Despite the promise of digital technology, data, and analytics, few organizations have utilized a data-driven approach to risk modeling. Research showed that only of organizations report using risk modeling, which means a significant number of companies are missing out on critical opportunities to systematically identify and assess risk, accelerate their response, strategize for the future, and improve their ability to manage complexity. Data and analytics are key to determining an organization’s true risk appetite and shifting to a more data-driven and analytical approach will also lead to better decision-making and provide better visibility into costs—so resources can be better and more strategically allocated across the risk portfolio.
New risks will continue to emerge, and data and analytics capabilities will become even more essential. Companies should get started now to incorporate these solutions and rethink the strategies that can fundamentally change the organization’s risk management function. There are four core areas where data-driven approaches can have both immediate and long-term improvement:
Defining the risk profile: Using data and analytics can help determine where an organization is over- or underinsured, where they can afford to take on more risk, and where it may make sense to look outside of the standard market for coverage. For instance, a data-driven lens can bring clarity to whether captive insurance is the right strategic move.
Benchmarking: Organizations need to better understand their exposure related to the total cost of risk through an analytical understanding of the market. Benchmarking rates and their peers’ activity can better position them to negotiate and identify areas of improvement. Benchmarking can also help compare a company to its competitors across a range of performance areas, such as risk management capabilities.
Cultivating a risk management program: Using the increasing availability of segment- and industry-specific risk insights can provide guidance for peer-to-peer comparisons, but those are only a part of the equation. No two companies are the same and therefore the approach to risk needs to be personalized for an organization’s specific goals and portfolio. Data and analytics can help an organization identify gaps in its risk management approach.
Expanding the role of the risk manager: The risks companies face are becoming more complex and unfolding at an unprecedented rate, and many of them, such as cyber, cut across functions of the organization. Risk managers need to position themselves more strategically and effectively across the organization to meet these increasing challenges. By employing data and analytics to understand the full landscape of risk in the larger business context, they will be positioned to make better decisions, articulate the impact on the organization, and play a greater role in helping the company meet its objectives.
Companies should start with these foundational steps:
Identify the appropriate digital investments. Collecting, storing and managing large volumes of data can be a challenge for many organizations, but making thoughtful investments in digital platforms can help. Sophisticated application programming interfaces are designed to keep data flowing among different software applications; these connections can bring together data feeds from various sources, helping risk managers analyze risks from different perspectives, understand how internal and external factors work together, and visualize different scenarios to cut through complexity. While companies of all sizes have struggled to extract more value from their data, working with thought leaders that understand the goals of the risk management strategy can help customize the technology platform.

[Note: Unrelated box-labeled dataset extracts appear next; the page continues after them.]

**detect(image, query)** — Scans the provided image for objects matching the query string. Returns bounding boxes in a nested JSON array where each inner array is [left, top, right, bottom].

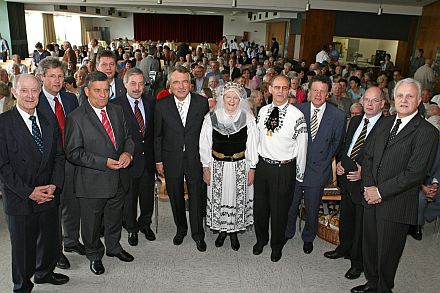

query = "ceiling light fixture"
[[377, 0, 383, 15]]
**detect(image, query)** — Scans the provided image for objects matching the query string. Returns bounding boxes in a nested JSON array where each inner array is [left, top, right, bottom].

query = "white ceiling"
[[6, 0, 436, 15]]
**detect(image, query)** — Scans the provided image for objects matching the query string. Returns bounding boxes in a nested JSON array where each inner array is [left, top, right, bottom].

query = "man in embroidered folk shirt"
[[253, 76, 308, 262]]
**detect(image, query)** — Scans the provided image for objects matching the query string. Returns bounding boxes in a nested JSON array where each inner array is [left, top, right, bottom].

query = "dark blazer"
[[79, 76, 127, 105], [37, 91, 78, 117], [337, 115, 383, 204], [295, 102, 346, 186], [0, 108, 65, 215], [64, 103, 134, 198], [111, 94, 156, 178], [154, 93, 209, 178], [362, 115, 439, 225]]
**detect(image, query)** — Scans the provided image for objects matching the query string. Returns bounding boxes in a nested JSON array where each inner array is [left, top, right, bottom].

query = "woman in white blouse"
[[200, 82, 258, 250]]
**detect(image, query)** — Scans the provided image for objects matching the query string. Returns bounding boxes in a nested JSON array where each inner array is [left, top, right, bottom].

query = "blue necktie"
[[29, 116, 43, 153]]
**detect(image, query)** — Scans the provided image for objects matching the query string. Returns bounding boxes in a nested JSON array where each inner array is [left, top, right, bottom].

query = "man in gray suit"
[[64, 71, 134, 275], [351, 78, 439, 293]]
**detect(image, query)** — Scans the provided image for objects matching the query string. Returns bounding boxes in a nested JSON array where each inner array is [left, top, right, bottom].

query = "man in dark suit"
[[324, 87, 385, 279], [79, 50, 127, 105], [112, 68, 156, 246], [38, 57, 85, 269], [351, 78, 439, 293], [154, 66, 208, 251], [64, 71, 134, 275], [0, 74, 69, 292], [286, 75, 346, 254]]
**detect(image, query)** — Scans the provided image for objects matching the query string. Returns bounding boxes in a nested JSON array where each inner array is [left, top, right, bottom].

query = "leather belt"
[[260, 156, 295, 165], [212, 150, 245, 162]]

Build analytics capabilities. One of the reasons many organizations fall behind on the promise of data and analytics is the continuing need to develop in-house talent. In a global McKinsey survey of leaders across geographies and industries, 43 percent reported that data analytics was a business area with the greatest need to fill skills gaps. To extract the most value from risk modeling, organizations and risk management functions should create a data-driven, analytics-savvy team and help their risk managers get up to speed. The most successful data-driven risk managers will be able to articulate what to measure, how, and when, and understand the impact different internal and external forces will have on an organization’s risk portfolio.
Bring risk and company leadership together. Today’s complex risks—global crises, reputational challenges, cybersecurity risk—have a powerful impact on the business as a whole. Risk management has a role to play in an organization’s overarching business strategy as they respond to these changes; and risk managers can also align their approach and analysis to a company’s overall business objectives. To do so successfully, risk and company leadership need to collaborate. A chief risk officer armed with data-driven insights will be a more valuable strategic partner to the rest of the c-suite, which can lead to improvements from bottom-line benefits to greater business resilience.
Many companies are incorporating data and analytics into their business functions and realizing the returns—but few are putting data to work in risk management. But the potential benefits, including a more dynamic and strategic approach to risk, are too big to ignore. Companies that take these steps now can help set themselves up for both short- and long-term value.